Por Sarah Jane Foster
La interpretación de Bergman de un “amor de verano” es una que nos deja sin ilusiones.
Monika y Harry son una pareja trágica, pero no es el destino que les marca, sino sus propias carencias de amor y afecto.
Harry vive en una casa silenciosa con su padre viudo, y Monika duerme en la sala de un espacio apretado habitado por niños ruidosos y un padre borracho. Se conocen y se van enamorando. Cada uno expresa su cariño con el estilo que le corresponde: Harry, responsable y pragmático, compra comida, y Monika, impetuosa y tosca, le declara su adoración mientras se maquilla en un espejo.

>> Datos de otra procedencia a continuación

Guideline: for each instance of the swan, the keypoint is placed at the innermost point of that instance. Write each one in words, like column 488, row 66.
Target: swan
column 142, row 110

Su amor les ofrece un breve escape de las decepciones de la vida adulta; se aventuran juntos al mar. Libres, desnudos, iluminados por el sol perpetuo del verano escandinavo, viven en un momento sin futuro.
Pero en su pasión, se gastan los últimos rastros de su inocencia. Cuando los hechos de su relación se concretan, Monika se encuentra sin comprender como recibir un amor que sea más profundo y consecuente que los abusos que la han perseguido toda la vida.
Solo Bergman se preocuparía con darnos una mirada tan compleja sobre un romance de verano, indagando a la soledad inevitable que nos obliga a buscar felicidad en los demás, y que nos deja viendo el reflejo de nuestras propias fallas en el espejo.